Mazzarri esonerato, ma non era il Salvatore?
È durato da Natale a Santo Stefano l’interregno del tecnico di San Vincenzo sulla panchina del Napoli!
Tornato come il Guaritore che con la sola imposizione delle mani avrebbe mondato le ferite di una squadra sfilacciata e disgregata,
Walterone viene scaricato con un calcio nel sedere dal tirannico De Laurentiis, che lo sostituisce con il primo che passa!
Chi era costui?
Calzona! Chi era costui? Boh? Pare fosse il vice di Maurizio Sarri a Napoli e successivamente il cittì della Slovacchia, insomma, uno preso dalla strada, come gli attori dei film di Remo Garpelli, esponente di spicco del cinema neorealista!
Se dev’essere lui a raddrizzare la barra dei furono campioni d’Italia, stiamo freschi! Ma Aurelione, dall’alto della sua divina conoscenza del calcio, sa quel che fa!
Il patron napoletano non sbaglia un colpo: prima Garcia, poi Mazzarri e adesso Calzona! Chi sarà il prossimo? Topo Gigio? Gigi la trottola? Ufo Robot?
La verità
La verità è un’altra: puoi metterci pure Guardiola sulla panchina del Napoli, ma l’allenatore si arrangia con quello che ha a disposizione e i miracoli San Gennaro li fa una volta sola!
Il miracolo della scorsa stagione ha alterato la percezione del reale valore di calciatori come Lobotka, che pareva Xavi, Kvaratskhelia, che pareva Best, e Anguissa, che pareva Makelele!
Ma Lobotka non è Xavi, Kvaratskhelia non è Best e Anguissa non è Makelele: colpa di chi li allena?
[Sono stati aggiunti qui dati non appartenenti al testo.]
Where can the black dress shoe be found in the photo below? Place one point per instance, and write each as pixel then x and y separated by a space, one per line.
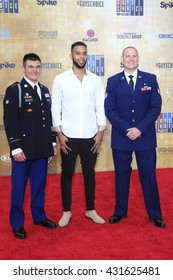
pixel 158 222
pixel 19 233
pixel 46 223
pixel 116 218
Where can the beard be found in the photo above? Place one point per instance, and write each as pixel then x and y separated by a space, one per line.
pixel 78 65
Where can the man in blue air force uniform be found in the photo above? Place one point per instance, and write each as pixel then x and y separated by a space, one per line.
pixel 132 105
pixel 27 119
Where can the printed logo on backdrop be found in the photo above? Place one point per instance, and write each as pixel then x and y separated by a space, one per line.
pixel 1 96
pixel 131 36
pixel 166 65
pixel 96 64
pixel 164 123
pixel 90 36
pixel 130 7
pixel 47 34
pixel 6 65
pixel 6 158
pixel 166 36
pixel 91 4
pixel 4 34
pixel 166 5
pixel 52 65
pixel 165 150
pixel 9 6
pixel 46 2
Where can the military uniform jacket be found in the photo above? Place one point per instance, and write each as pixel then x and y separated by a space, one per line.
pixel 27 120
pixel 140 109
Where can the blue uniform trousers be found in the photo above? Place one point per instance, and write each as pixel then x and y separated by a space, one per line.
pixel 35 171
pixel 146 163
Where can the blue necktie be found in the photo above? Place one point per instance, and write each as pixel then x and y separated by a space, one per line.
pixel 131 83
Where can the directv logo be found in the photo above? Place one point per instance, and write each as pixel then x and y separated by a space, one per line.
pixel 95 64
pixel 130 7
pixel 9 6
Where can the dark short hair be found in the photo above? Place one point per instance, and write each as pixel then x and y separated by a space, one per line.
pixel 31 56
pixel 78 43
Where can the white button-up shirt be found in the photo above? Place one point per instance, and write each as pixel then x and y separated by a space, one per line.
pixel 78 107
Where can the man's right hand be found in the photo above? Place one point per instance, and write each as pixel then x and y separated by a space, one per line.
pixel 63 142
pixel 19 157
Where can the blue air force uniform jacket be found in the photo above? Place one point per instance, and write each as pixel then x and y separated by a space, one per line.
pixel 140 109
pixel 27 120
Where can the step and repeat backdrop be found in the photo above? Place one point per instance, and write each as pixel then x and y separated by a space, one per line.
pixel 48 28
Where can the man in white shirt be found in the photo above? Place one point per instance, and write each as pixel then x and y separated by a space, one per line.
pixel 79 120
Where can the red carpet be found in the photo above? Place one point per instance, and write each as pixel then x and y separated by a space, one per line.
pixel 135 238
No! Colpa di chi li ha spacciati per fenomeni, riscoprendoli bidoni o, nella migliore delle ipotesi, discreti mestieranti, che si arrabattano come possono!
Il male del Napoli
Il male di questo Napoli non era Garcia e neppure Mazzarri, non sarà Calzona quando anche lui verrà messo alla porta, ma è lui, Aurelio De Laurentiis, il padre padrone, che tutto decide e su tutti comanda, che si crede fine intenditore di calcio senza sapere di che forma è il pallone! Un delirio di onnipotenza, che gli Dei, dall’alto dell’Olimpo, puniscono con le loro saette, sdegnati dalla Ubris dei mortali arroganti!